For a basic overview: http://en.wikipedia.org/wiki/Paraccel
As for the rest of the article, it feels like a basic Data Warehousing 101 re-discovered. It should have been titled "Analytics: Back To The Future" :-)
How much time and money would have been saved learning Database Theory/SQL/Data Warehousing/Dimensional Modeling instead of cramming everything into an unstructured data-store?
And even for moderate data sizes (10+ GB per table), row store DBs tend to become painful. This is especially true when you need to support ad-hoc reporting queries, since the usual technique of matching your schema, indexes, and queries won't be effective any more. With true ad-hoc reporting, your only hope becomes lots of shallow indices rather than ones tuned to a particular query.
It's so exhausting to hear how much smarter you are and if we just educated ourselves we would realise the error of our ways. People who choose the technologies aren't stupid or masochistic. They understand their use case and the fact is that there are plenty of situations where SQL is suboptimal.
This weekend I loaded 2 billion rows from S3 both ways:
- From a single gzipped object: 4 hours 42 minutes
- From 2000 gzipped slices of 1M rows each: 17 minutes
(Loading from gzipped files is considerably faster, in addition to saving S3 charges.)
The article notes that choice of distribution key is critical. I'd add that choice of sort key is equally important. In my testing, a better sort key improved compression from 1.5:1 to 4:1, and also made common queries 5x faster.

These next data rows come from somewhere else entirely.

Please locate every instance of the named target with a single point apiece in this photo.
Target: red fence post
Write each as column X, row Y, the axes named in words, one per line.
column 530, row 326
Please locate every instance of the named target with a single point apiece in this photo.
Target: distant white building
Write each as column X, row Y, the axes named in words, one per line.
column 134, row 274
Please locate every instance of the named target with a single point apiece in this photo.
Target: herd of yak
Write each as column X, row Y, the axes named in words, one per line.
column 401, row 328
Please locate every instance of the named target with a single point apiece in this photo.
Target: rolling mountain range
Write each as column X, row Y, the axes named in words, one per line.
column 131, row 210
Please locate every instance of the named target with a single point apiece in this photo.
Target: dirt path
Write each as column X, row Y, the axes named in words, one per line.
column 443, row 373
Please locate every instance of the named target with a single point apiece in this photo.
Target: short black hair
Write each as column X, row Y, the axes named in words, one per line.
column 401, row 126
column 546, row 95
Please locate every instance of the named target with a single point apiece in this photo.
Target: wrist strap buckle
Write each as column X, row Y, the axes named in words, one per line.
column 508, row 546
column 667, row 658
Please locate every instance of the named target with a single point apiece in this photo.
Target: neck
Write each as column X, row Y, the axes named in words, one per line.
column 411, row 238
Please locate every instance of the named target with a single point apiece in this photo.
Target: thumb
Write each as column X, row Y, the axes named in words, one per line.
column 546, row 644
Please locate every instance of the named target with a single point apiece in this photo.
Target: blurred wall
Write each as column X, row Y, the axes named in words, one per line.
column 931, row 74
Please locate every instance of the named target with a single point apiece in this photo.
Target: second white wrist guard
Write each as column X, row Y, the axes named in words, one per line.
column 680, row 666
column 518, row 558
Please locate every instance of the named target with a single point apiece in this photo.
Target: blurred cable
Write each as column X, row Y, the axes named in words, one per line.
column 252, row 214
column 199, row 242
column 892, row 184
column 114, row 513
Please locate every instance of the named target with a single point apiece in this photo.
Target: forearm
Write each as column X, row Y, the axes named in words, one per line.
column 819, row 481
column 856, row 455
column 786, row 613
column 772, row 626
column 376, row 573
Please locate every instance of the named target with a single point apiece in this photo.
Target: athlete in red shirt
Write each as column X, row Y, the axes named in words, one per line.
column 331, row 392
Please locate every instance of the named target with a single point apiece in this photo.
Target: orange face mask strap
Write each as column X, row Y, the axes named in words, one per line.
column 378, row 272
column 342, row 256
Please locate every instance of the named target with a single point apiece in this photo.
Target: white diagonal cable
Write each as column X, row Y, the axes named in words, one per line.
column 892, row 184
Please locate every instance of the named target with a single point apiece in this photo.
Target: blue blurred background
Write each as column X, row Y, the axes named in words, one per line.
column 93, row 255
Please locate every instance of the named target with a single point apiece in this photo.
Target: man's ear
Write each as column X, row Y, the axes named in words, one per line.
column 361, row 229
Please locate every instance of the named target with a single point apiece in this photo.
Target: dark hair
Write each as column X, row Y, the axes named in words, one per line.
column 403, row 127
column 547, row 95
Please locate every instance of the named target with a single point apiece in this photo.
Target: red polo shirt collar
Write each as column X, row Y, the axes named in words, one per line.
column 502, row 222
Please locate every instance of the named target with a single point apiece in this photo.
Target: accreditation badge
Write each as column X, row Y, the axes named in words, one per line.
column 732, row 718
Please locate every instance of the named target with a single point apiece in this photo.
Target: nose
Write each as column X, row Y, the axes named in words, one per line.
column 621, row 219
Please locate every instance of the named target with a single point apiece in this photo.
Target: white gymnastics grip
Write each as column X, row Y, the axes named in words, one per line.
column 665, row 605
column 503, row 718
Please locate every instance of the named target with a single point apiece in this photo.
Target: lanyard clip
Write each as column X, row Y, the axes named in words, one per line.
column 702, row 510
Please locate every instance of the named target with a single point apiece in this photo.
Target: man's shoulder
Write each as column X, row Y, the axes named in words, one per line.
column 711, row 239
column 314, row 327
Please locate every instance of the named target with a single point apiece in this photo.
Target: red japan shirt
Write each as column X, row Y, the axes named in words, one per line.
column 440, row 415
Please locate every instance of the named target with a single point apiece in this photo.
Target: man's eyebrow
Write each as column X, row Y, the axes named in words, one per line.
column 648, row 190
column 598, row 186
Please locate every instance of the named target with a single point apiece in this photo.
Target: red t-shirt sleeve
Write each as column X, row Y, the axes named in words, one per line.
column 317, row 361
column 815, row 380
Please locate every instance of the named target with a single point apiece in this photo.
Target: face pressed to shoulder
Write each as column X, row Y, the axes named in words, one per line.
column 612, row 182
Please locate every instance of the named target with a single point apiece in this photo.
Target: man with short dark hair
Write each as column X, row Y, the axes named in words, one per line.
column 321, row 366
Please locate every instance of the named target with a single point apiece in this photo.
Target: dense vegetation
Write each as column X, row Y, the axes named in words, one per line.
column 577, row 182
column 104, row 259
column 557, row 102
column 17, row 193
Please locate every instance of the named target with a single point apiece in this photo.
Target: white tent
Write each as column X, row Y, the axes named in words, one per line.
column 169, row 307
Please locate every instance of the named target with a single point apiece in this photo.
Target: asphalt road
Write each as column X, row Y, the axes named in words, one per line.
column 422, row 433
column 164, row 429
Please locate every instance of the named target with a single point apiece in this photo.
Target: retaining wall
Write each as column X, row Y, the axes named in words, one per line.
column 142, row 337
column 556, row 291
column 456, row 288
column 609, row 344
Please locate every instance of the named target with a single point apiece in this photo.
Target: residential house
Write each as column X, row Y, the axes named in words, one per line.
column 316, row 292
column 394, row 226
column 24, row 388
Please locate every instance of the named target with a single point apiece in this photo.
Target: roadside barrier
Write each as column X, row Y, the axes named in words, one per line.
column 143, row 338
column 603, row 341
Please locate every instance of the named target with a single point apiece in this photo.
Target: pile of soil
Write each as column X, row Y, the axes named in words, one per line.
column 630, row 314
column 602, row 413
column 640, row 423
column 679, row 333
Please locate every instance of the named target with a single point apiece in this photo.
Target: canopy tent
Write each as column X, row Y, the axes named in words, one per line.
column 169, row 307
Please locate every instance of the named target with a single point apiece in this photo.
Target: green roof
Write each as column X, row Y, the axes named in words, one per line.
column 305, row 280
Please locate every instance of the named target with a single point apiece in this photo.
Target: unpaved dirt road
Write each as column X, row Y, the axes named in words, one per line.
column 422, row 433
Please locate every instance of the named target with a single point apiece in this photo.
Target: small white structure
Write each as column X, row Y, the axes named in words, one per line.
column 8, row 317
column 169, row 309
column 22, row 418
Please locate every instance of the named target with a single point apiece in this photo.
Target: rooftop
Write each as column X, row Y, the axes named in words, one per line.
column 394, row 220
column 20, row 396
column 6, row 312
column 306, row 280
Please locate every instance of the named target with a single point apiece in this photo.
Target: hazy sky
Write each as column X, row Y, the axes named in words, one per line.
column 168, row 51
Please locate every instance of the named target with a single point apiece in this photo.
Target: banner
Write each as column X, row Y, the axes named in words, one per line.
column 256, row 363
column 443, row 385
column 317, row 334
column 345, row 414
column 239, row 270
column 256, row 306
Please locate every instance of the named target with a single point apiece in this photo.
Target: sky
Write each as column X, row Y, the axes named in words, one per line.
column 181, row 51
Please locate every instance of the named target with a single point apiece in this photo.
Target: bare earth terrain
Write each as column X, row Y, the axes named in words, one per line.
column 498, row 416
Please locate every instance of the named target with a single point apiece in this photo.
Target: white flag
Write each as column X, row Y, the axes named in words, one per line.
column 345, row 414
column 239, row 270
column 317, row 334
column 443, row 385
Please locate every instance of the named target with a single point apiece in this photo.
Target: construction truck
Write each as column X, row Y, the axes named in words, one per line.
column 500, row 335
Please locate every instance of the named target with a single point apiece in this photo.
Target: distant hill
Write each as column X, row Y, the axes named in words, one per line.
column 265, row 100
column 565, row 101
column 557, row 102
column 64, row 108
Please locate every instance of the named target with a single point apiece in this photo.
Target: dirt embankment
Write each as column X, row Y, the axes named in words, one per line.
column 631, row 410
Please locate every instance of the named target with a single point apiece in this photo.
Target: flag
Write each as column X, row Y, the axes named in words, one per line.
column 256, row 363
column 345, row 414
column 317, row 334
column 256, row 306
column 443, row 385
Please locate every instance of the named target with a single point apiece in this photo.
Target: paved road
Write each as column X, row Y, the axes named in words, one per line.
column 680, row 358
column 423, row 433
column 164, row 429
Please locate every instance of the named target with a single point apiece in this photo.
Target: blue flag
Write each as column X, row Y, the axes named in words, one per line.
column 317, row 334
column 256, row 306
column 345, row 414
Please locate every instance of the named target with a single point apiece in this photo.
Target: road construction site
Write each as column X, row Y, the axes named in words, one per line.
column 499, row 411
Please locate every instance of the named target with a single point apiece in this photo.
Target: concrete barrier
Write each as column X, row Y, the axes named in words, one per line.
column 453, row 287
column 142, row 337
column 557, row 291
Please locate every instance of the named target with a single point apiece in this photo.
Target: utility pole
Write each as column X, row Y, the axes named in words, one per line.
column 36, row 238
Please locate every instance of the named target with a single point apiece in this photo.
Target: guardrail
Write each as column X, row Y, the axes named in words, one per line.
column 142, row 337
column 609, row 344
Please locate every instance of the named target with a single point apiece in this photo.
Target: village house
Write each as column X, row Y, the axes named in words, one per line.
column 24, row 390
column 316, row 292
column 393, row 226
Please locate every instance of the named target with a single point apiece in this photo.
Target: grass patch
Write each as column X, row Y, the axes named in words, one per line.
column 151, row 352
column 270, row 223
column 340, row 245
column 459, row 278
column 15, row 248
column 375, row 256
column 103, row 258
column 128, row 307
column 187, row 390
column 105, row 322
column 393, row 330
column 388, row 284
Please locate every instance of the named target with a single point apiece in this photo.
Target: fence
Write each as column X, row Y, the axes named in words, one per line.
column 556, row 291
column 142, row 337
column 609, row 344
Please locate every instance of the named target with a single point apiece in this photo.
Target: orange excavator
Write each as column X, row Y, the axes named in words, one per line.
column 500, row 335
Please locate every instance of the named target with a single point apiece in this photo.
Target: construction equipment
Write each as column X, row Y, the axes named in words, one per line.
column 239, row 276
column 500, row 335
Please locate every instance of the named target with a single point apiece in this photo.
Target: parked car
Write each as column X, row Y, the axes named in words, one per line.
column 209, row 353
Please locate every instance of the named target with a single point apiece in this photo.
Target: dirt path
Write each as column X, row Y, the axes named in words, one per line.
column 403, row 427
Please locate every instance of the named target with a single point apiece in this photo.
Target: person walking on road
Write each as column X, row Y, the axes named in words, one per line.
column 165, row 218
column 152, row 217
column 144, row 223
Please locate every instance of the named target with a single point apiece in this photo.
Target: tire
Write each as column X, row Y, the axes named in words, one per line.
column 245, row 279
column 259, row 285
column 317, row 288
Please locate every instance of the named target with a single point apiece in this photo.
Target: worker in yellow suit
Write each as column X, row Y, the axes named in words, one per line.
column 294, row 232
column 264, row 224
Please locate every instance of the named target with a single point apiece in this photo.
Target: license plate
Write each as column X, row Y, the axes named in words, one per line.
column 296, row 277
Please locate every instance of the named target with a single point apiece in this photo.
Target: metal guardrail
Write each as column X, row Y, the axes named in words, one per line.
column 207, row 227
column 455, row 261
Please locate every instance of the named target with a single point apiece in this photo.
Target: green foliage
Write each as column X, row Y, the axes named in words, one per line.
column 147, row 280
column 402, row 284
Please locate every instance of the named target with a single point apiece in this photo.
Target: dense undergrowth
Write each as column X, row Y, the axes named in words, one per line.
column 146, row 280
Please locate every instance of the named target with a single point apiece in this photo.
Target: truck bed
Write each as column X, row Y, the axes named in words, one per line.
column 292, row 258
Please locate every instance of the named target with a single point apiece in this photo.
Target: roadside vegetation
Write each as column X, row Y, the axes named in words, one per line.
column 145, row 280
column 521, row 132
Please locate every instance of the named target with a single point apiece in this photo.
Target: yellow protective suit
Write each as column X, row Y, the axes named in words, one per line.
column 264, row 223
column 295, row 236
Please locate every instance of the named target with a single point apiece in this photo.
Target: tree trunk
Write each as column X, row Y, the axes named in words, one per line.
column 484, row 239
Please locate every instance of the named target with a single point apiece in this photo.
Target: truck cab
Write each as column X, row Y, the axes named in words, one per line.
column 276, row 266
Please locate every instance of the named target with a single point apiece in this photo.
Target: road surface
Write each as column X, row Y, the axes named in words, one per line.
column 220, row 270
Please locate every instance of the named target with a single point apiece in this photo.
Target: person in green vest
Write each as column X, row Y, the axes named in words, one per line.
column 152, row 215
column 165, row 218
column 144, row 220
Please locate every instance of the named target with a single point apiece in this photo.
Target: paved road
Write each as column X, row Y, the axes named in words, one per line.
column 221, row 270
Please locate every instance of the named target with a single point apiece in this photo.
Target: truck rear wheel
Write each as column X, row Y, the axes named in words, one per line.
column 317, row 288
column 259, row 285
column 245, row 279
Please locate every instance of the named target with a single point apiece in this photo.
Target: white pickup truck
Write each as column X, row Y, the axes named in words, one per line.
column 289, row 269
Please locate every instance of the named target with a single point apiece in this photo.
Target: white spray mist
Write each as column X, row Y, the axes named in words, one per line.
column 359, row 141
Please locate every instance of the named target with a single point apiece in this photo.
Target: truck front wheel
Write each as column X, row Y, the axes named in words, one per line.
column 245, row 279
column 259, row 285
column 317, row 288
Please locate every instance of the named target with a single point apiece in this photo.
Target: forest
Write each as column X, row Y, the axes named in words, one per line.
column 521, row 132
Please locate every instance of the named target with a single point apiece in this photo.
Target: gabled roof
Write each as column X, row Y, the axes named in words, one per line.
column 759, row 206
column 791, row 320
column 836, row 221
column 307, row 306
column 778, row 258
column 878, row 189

Unfortunately, you only get one dist key and one sort key per table, so less common queries could get slower.
The OP's cluster is a 16-node hs1.xlarge cluster (has 3 spindles per node). There's actually a more powerful node-type hs1.8xlarge which has 24 spindles on each node. More info: http://aws.amazon.com/redshift/pricing/
So it's not fair to compare Redshift performance to your Vertica cluster unless the hardware is similar.